ヨン組のヨン様達
「2組の女子強いんだね~。俺たちも負けないようにしなくちゃ。」
男子の歓声をかき消すように、少し低めのテノールボイスがすぐそばで聞こえた。
「あ!!空と団地じゃん~!!久しぶり。俺らだって負けねーからな!」
空と団地??知らない名前だ、4組かなと思いながら後ろを振り向く
「えイケメンんんん!もしやこれがヨン組のヨン様じゃね!え?なに千賀知り合いなの?!」
「おう!じゅんにも紹介してやるよ。空、団地!こいつ俺の幼馴染の香取純!んで、じゅんこっちの色素薄いやつが花見空で、こっちのノッポが霧生団地《きりゅう 団地》!」
ジーーーザスッ!!
神様!!この世に、こんな美青年達を生み出してくれてありがとう。そりゃこんだけの美貌なら子猿達が騒ぐのも分かるわ、うん。
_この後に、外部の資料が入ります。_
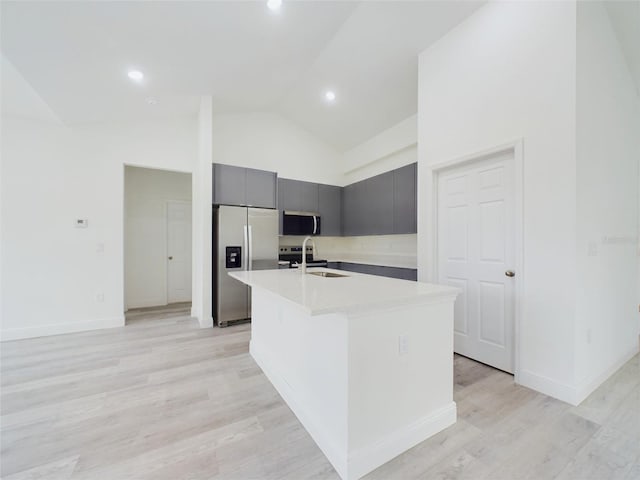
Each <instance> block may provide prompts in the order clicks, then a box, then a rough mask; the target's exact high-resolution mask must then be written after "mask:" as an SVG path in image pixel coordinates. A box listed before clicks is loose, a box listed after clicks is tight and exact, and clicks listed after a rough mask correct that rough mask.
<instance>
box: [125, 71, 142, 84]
mask: <svg viewBox="0 0 640 480" xmlns="http://www.w3.org/2000/svg"><path fill="white" fill-rule="evenodd" d="M127 76H128V77H129V78H130V79H131V80H133V81H134V82H141V81H142V80H143V79H144V73H142V72H141V71H140V70H129V72H128V73H127Z"/></svg>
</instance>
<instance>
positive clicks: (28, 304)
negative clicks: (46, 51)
mask: <svg viewBox="0 0 640 480" xmlns="http://www.w3.org/2000/svg"><path fill="white" fill-rule="evenodd" d="M3 66H4V63H3ZM3 73H4V72H3ZM3 79H4V77H3ZM16 79H17V80H18V81H16V82H10V83H4V82H3V84H2V96H3V98H5V97H12V96H13V97H15V98H14V100H15V101H13V102H12V105H13V107H12V108H13V109H12V110H8V111H7V110H4V108H3V111H2V125H1V133H2V144H1V146H0V149H1V150H0V153H1V161H2V165H1V166H2V177H1V179H0V182H1V185H0V193H1V199H0V208H1V209H2V211H1V215H0V220H1V222H2V225H1V228H0V232H1V238H0V246H1V249H0V261H1V264H2V268H1V270H0V276H1V281H0V285H1V288H2V291H1V292H0V296H1V298H2V303H1V311H0V321H1V324H2V325H1V331H0V333H1V336H2V340H10V339H17V338H26V337H35V336H42V335H54V334H59V333H67V332H73V331H80V330H92V329H96V328H106V327H116V326H122V325H124V316H123V312H124V284H123V278H124V267H123V258H124V245H123V244H124V236H123V226H124V205H123V200H124V166H125V164H127V165H136V166H143V167H150V168H162V169H167V170H174V171H183V172H191V170H192V168H193V164H194V162H195V158H196V121H195V118H194V119H177V120H175V121H171V122H158V123H136V124H118V125H109V124H103V125H92V126H86V127H82V128H68V127H65V126H62V125H60V124H59V122H57V121H55V119H54V120H49V119H48V114H47V113H46V112H44V113H43V114H42V115H40V114H39V113H38V112H39V111H42V110H43V108H45V107H46V104H44V102H42V100H41V99H40V98H39V97H38V96H37V94H35V92H33V90H32V89H31V88H30V87H29V86H28V84H27V83H26V82H25V81H24V79H22V78H21V77H19V75H18V77H16ZM25 92H28V93H29V96H28V98H25V99H23V100H25V101H24V102H22V101H17V97H20V96H22V97H24V96H25V95H26V93H25ZM3 107H4V104H3ZM25 107H27V108H25ZM36 107H37V108H36ZM41 107H42V108H41ZM46 108H48V107H46ZM33 112H36V113H38V115H35V114H33ZM79 218H86V219H88V227H87V228H75V226H74V224H75V220H76V219H79Z"/></svg>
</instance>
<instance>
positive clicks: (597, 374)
mask: <svg viewBox="0 0 640 480" xmlns="http://www.w3.org/2000/svg"><path fill="white" fill-rule="evenodd" d="M637 353H638V346H637V345H636V346H634V347H633V348H632V349H631V350H630V351H628V352H625V353H623V354H622V355H620V357H619V358H618V359H617V360H616V361H615V362H614V363H613V364H612V365H611V366H609V367H608V368H606V369H604V370H603V371H602V372H601V373H598V374H596V375H594V376H592V377H591V378H588V379H586V380H584V381H583V382H581V383H580V384H579V385H577V386H576V385H568V384H565V383H560V382H558V381H556V380H553V379H551V378H548V377H545V376H543V375H537V374H535V373H533V372H530V371H528V370H521V371H520V372H519V374H518V383H519V384H520V385H522V386H524V387H527V388H531V389H532V390H536V391H537V392H540V393H544V394H545V395H549V396H550V397H553V398H557V399H558V400H562V401H563V402H567V403H569V404H571V405H574V406H575V405H580V403H582V402H583V401H584V400H585V399H586V398H587V397H588V396H589V395H591V394H592V393H593V392H594V390H595V389H596V388H598V387H599V386H600V385H602V383H604V381H605V380H607V379H608V378H609V377H610V376H611V375H613V374H614V373H615V372H616V371H617V370H618V369H619V368H620V367H622V366H623V365H624V364H625V363H627V362H628V361H629V360H630V359H631V358H633V356H634V355H636V354H637Z"/></svg>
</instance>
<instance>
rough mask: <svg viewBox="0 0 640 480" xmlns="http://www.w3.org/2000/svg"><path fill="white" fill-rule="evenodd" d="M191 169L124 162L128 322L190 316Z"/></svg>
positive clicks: (124, 262)
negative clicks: (146, 319)
mask: <svg viewBox="0 0 640 480" xmlns="http://www.w3.org/2000/svg"><path fill="white" fill-rule="evenodd" d="M191 198H192V192H191V174H190V173H182V172H174V171H169V170H159V169H152V168H142V167H134V166H125V172H124V302H125V311H126V318H127V320H126V323H127V324H129V323H131V322H132V321H135V320H139V319H143V318H146V317H154V318H161V317H170V316H189V312H190V308H191V301H192V297H191V265H192V260H191V255H192V252H191V248H192V245H191V230H192V227H191V223H192V221H191Z"/></svg>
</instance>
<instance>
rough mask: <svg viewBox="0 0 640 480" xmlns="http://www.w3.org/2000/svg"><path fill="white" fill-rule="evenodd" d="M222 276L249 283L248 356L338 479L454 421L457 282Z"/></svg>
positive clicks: (356, 471)
mask: <svg viewBox="0 0 640 480" xmlns="http://www.w3.org/2000/svg"><path fill="white" fill-rule="evenodd" d="M318 272H325V273H324V275H327V274H329V275H338V276H335V277H332V276H319V275H321V274H318ZM314 273H315V274H314ZM229 275H231V276H232V277H233V278H235V279H237V280H239V281H241V282H243V283H246V284H247V285H249V286H251V287H252V289H251V302H252V307H251V308H252V325H251V344H250V351H251V355H252V356H253V358H254V359H255V361H256V362H257V363H258V365H259V366H260V367H261V368H262V370H263V371H264V373H265V375H266V376H267V377H268V378H269V380H270V381H271V383H272V384H273V385H274V386H275V388H276V389H277V390H278V392H279V393H280V395H281V396H282V397H283V398H284V400H285V401H286V402H287V404H288V405H289V407H290V408H291V410H293V412H294V413H295V414H296V416H297V417H298V419H299V420H300V422H301V423H302V424H303V425H304V427H305V428H306V429H307V431H308V432H309V434H310V435H311V437H312V438H313V439H314V440H315V442H316V443H317V444H318V446H319V447H320V449H321V450H322V451H323V453H324V454H325V455H326V456H327V458H328V459H329V461H330V462H331V463H332V465H333V466H334V468H335V469H336V471H337V472H338V473H339V474H340V476H341V477H342V478H343V479H344V480H352V479H357V478H360V477H362V476H363V475H365V474H367V473H368V472H370V471H372V470H374V469H375V468H377V467H378V466H380V465H382V464H383V463H386V462H387V461H389V460H391V459H392V458H393V457H395V456H397V455H398V454H400V453H402V452H404V451H406V450H407V449H409V448H411V447H412V446H414V445H416V444H417V443H419V442H421V441H423V440H425V439H426V438H428V437H430V436H432V435H434V434H435V433H437V432H439V431H441V430H443V429H444V428H446V427H448V426H449V425H452V424H453V423H455V421H456V405H455V402H454V401H453V304H454V301H455V298H456V296H457V294H458V290H457V289H456V288H453V287H448V286H443V285H433V284H426V283H420V282H412V281H408V280H396V279H391V278H385V277H376V276H372V275H364V274H358V273H351V272H342V271H336V270H330V269H325V268H322V269H309V270H308V272H307V273H306V274H302V273H301V272H300V271H298V270H286V269H285V270H262V271H242V272H232V273H229Z"/></svg>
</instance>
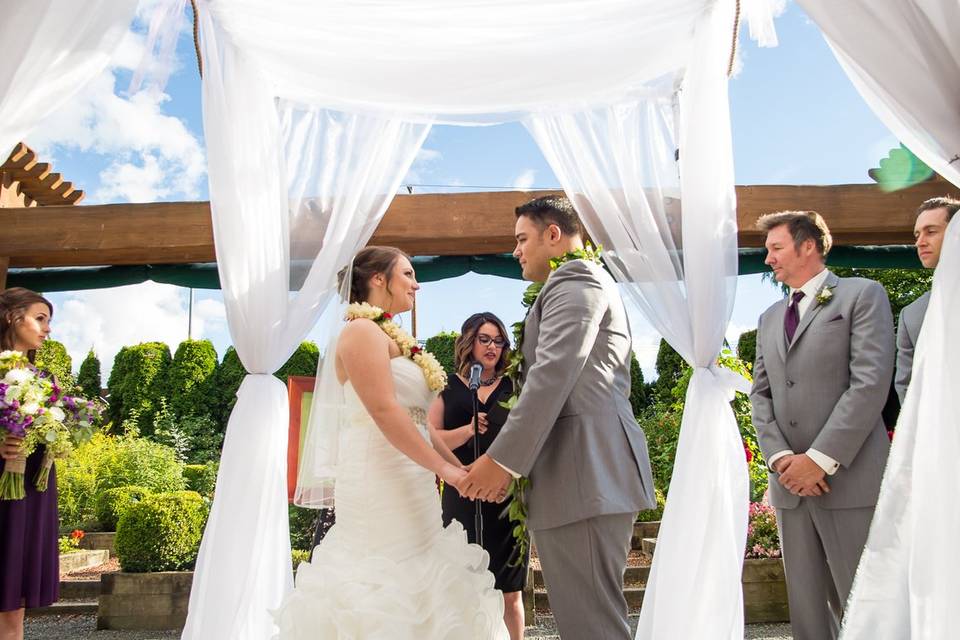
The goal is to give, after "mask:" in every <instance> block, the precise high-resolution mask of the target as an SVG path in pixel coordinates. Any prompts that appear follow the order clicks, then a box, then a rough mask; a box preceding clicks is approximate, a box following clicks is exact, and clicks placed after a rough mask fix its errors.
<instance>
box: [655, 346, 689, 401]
mask: <svg viewBox="0 0 960 640" xmlns="http://www.w3.org/2000/svg"><path fill="white" fill-rule="evenodd" d="M656 368H657V381H656V382H655V383H654V388H655V394H656V399H657V400H658V401H660V402H666V403H669V402H670V401H671V398H672V394H671V391H672V390H673V387H674V386H675V385H676V384H677V382H679V381H680V377H681V376H682V375H683V373H684V371H687V370H688V369H690V365H688V364H687V363H686V361H685V360H684V359H683V358H682V357H681V356H680V354H679V353H677V352H676V351H674V350H673V347H671V346H670V345H669V344H668V343H667V341H666V340H660V348H659V349H658V350H657V364H656Z"/></svg>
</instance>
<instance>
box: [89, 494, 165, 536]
mask: <svg viewBox="0 0 960 640" xmlns="http://www.w3.org/2000/svg"><path fill="white" fill-rule="evenodd" d="M150 495H153V492H152V491H150V490H149V489H147V488H146V487H137V486H126V487H116V488H114V489H107V490H106V491H104V492H103V493H101V494H100V495H99V496H97V505H96V516H97V521H98V522H99V523H100V526H101V527H103V530H104V531H116V530H117V522H118V521H119V520H120V516H122V515H123V514H124V512H125V511H126V510H127V509H129V508H130V507H131V506H132V505H135V504H137V503H138V502H140V501H142V500H143V499H144V498H146V497H147V496H150Z"/></svg>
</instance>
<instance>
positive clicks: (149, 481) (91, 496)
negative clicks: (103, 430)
mask: <svg viewBox="0 0 960 640" xmlns="http://www.w3.org/2000/svg"><path fill="white" fill-rule="evenodd" d="M56 471H57V505H58V508H59V512H60V523H61V529H63V530H67V531H69V530H72V529H78V528H79V529H84V530H87V531H97V530H99V529H100V525H99V523H98V522H97V519H96V504H97V497H98V496H99V494H100V493H102V492H104V491H107V490H108V489H114V488H116V487H123V486H130V485H135V486H141V487H144V488H146V489H149V490H150V491H153V492H155V493H158V492H162V491H178V490H181V489H183V488H184V479H183V471H182V469H181V465H180V463H179V462H178V461H177V459H176V454H175V453H174V452H173V450H172V449H170V448H169V447H165V446H163V445H161V444H158V443H156V442H152V441H150V440H147V439H145V438H138V437H136V436H135V435H133V434H127V435H123V436H114V435H109V434H108V433H106V431H99V432H97V433H96V434H94V436H93V438H91V439H90V441H89V442H85V443H83V444H81V445H79V446H78V447H77V448H76V449H75V450H74V452H73V453H72V454H71V455H70V456H69V457H68V458H66V459H64V460H59V461H57V463H56Z"/></svg>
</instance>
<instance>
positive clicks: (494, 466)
mask: <svg viewBox="0 0 960 640" xmlns="http://www.w3.org/2000/svg"><path fill="white" fill-rule="evenodd" d="M509 484H510V474H509V473H507V472H506V471H505V470H504V469H503V467H501V466H500V465H498V464H497V463H496V462H494V461H493V458H491V457H490V456H488V455H487V454H483V455H482V456H480V457H479V458H477V461H476V462H474V463H473V464H472V465H470V471H469V473H467V477H466V478H464V479H463V481H462V482H461V483H460V495H461V496H463V497H464V498H470V499H471V500H485V501H487V502H500V501H502V500H503V498H504V497H505V496H506V495H507V486H508V485H509Z"/></svg>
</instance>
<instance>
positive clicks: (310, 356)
mask: <svg viewBox="0 0 960 640" xmlns="http://www.w3.org/2000/svg"><path fill="white" fill-rule="evenodd" d="M319 362H320V348H319V347H318V346H317V345H315V344H314V343H312V342H310V341H309V340H305V341H303V342H301V343H300V346H299V347H297V350H296V351H294V352H293V355H292V356H290V358H289V359H288V360H287V361H286V362H284V363H283V366H282V367H280V369H278V370H277V372H276V373H275V374H273V375H275V376H276V377H277V378H278V379H279V380H280V382H282V383H283V384H287V378H289V377H290V376H315V375H317V364H319Z"/></svg>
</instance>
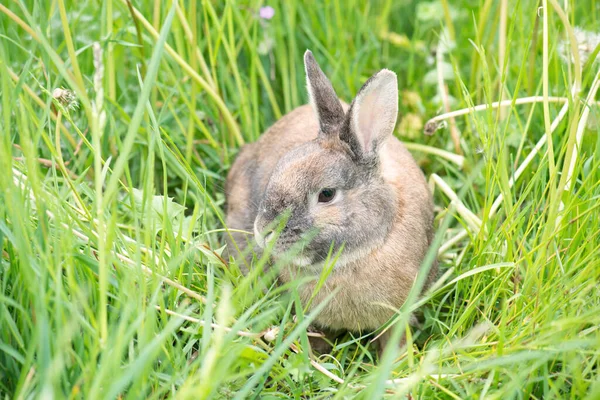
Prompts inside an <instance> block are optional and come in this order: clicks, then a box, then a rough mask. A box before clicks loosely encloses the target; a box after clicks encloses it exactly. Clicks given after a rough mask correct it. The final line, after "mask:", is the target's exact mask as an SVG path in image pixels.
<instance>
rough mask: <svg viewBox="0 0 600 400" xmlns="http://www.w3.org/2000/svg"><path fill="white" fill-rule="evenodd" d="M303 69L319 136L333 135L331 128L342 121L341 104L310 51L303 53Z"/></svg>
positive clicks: (333, 127)
mask: <svg viewBox="0 0 600 400" xmlns="http://www.w3.org/2000/svg"><path fill="white" fill-rule="evenodd" d="M304 69H305V70H306V86H307V88H308V97H309V99H310V103H311V104H312V106H313V109H314V110H315V112H316V113H317V119H318V120H319V129H320V132H319V134H329V133H333V132H335V129H333V128H335V127H337V126H339V125H340V124H341V123H342V122H343V121H344V109H343V108H342V104H341V103H340V100H339V99H338V97H337V94H335V91H334V90H333V86H331V82H329V79H327V77H326V76H325V74H324V73H323V71H322V70H321V68H320V67H319V64H317V61H316V60H315V58H314V57H313V55H312V52H311V51H310V50H306V53H304Z"/></svg>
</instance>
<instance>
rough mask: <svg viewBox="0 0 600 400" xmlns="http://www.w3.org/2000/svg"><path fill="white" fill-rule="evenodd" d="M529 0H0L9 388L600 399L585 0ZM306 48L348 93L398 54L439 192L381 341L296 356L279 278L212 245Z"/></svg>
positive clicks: (114, 395)
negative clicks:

花見空と呼ばれた子は、千賀の下手くそな説明の通り確かに色素が薄いなと思った。
少し癖毛かかった色素の薄いベージュの髪に、パッチリおメメ!目の色もうっすら茶色くて薄い。
霧生団地と呼ばれた子は身長が180センチゆうに超えているだろう。
目付きは少し悪いが、漆黒の髪を後ろに流していて赤いピアスも似合っている。うん、イケメンだ。
なんていうかすごいんだよ!
私の語源力じゃこんな風にしか表せないけど!かっちんがハンカチ噛んでキーって叫んでるくらい!!
「あれ?でもじゅん、ほかの子達みたいに好きー!!付き合ってぇー!とか言わないね。」
「おめー何年私と一緒いんだよ?今まで私がただのイケメンごときになびいて来たかよ?」
「確かにまあ、あることを除いてね!」
なんだ、何か文句あるのかコラ?でも、イケメンとの子孫は残してもいいかな?とは思うよ。あの顔で微笑みかけられたらそりゃ頬も熱くなるさ。
「よろしくね。俺のことは、空って呼んでね、俺じゅんじゅんて呼んでいいーかなー?」
あ察しました。この子は千賀と一緒でアホの子だ。なんて失礼な事考えなから、握手する。
ん?
ふと目線を下にして、空が手首に着けている時計を目にする。こここ、こうきゅう時計…。
「空さんや、もしかして主はお金持ちでございましょうか?」
「えー?どうかなあ~普通だと思うけどー。」
「あ!空んち、めっちゃくちゃ金持ちだよ!俺この前自宅にお邪魔させてもらったけど何かもうヤバかった!」
「結婚してください!」
えーほら始まったよ、純ちゃんは金持ちに目がないんだからー。だよなーまじ、貞操ねえよな!とか聞こえるけど無視無視!
「だが断る!!俺、学生のうちは勉学に励むって決めたんだ。プロポーズしてくれたのは嬉しいけど、ごめんね。友達として仲良くするのはどうかな?」
「てな感じで、下心ありあり女子に迫られた時こんな風に言えって空の母ちゃんが言ってたよな!」
「いやそれ言ってよかったの?千賀君。まあ、こんな事くらいで諦めるような純ちゃんとは到底思わないけど。」
「Yes,of course!!」
そう!別に結婚できなくてもいいのさ!お金持ちとお友達になって、あわよくばお家にご招待されて、あわよくば空のお母様に認められて結婚できたらな!って思うけど。
あ、そんな目でみないで、全員にそんな目で見られたらさすがに傷ついちゃう!純ちゃん拗らせちゃうぞ!